After getting a little taste of reminiscing into the past, she wanted more. Added to her list of goals and projects was hanging on to those warm feelings of her past as a young teen girl in the nineteen sixties. And then, it stretched even farther, with studying genealogy, researching her ancestors and creating a family tree. This also led to renewing relationships with cousins and other relatives. What a stimulating feeling.
But, now that she had found that missing piece of her heart from her past, she was determined to not allow it to disappear ever again. Although her childhood friends and acquaintances no longer lived in South Shore, this was unimportant. Almost every person had moved on to his or her own place in the sun. California, Arizona, Florida, Texas, North Carolina, Indiana, Wisconsin, New York, Louisiana, Montana, Wyoming, and many other locations throughout the world, attracted the South Shore-ites. But, each one left a piece of their heart in Chicago. Regardless of where each was now residing, there was a shared mutual euphoric feeling of the old 'hood.
Life is so very short. It may have taken twenty-six years, but amazingly a small reunion just fell into place without much effort. Again, it was the belief and faith of the possibility that successfully accomplished it.

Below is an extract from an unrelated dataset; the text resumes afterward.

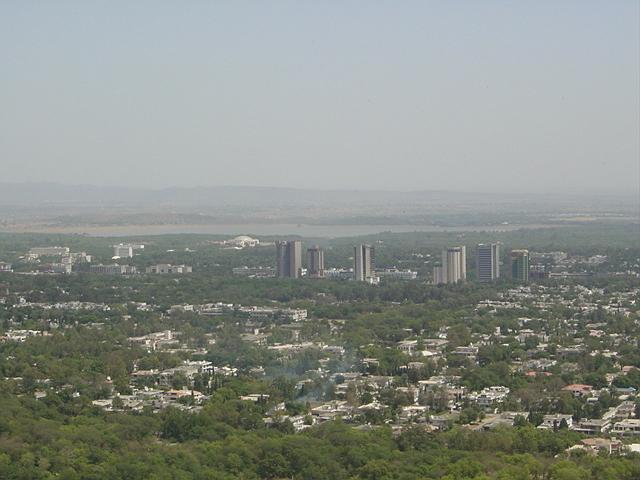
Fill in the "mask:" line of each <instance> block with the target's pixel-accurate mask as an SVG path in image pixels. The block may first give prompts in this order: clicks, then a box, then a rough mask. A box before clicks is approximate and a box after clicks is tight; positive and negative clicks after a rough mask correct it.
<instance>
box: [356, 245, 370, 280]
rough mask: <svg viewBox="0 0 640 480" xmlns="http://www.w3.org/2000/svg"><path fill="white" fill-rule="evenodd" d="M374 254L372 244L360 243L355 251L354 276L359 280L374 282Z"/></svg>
mask: <svg viewBox="0 0 640 480" xmlns="http://www.w3.org/2000/svg"><path fill="white" fill-rule="evenodd" d="M373 254H374V249H373V247H372V246H371V245H358V246H357V247H355V248H354V253H353V278H354V279H355V280H357V281H359V282H372V280H373V278H374V275H373Z"/></svg>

Anxiously awaiting the arrival of the planes, which were carrying very special passengers, very special friends, one, traveling from Illinois and the other traveling from Florida. How very exhilarating to knock on the hotel door and hug that friend, not seen for the past twenty-six years. Informing each other of their lives and families, catching up on the lost years, they awaited the arrival of their other dear friend. Suddenly there she was, more hugs were exchanged, and it finally felt like "home". We may have been in California, but we knew our hearts were "home". We were together, sharing good times, like we had done so many years ago.
And yet, another friend from forty years ago, out of our past, joined us two days later. It truly was our mini-reunion. Only three days to re-connect and once again intertwine our lives.
To know that you've found a sincere friendship is when you can be apart for twenty-six years, and then pick up where you left off again, as if you were never separated. True honest camaraderie has no boundaries, for nothing can come between the unity and harmony of genuine friendship.
To grow up as a baby-boomer (born 1946 to 1964), especially in the 1950's is special enough. However, to have encountered such a very extraordinary time in history, while also growing up in the best neighborhood ever in South Shore, was a most amazing experience. Unless you've personally lived it, it's impossible to know how unique it was.
I consider myself to be extremely fortunate and filled with wealth, for being allowed to experience South Shore, as a teenager; as that little girl.
As the time this page is published, the Super Bowl will start many hours from now. I'll be supporting the Bears from here in San Diego and thinking about my memories of my Won Kow experiences.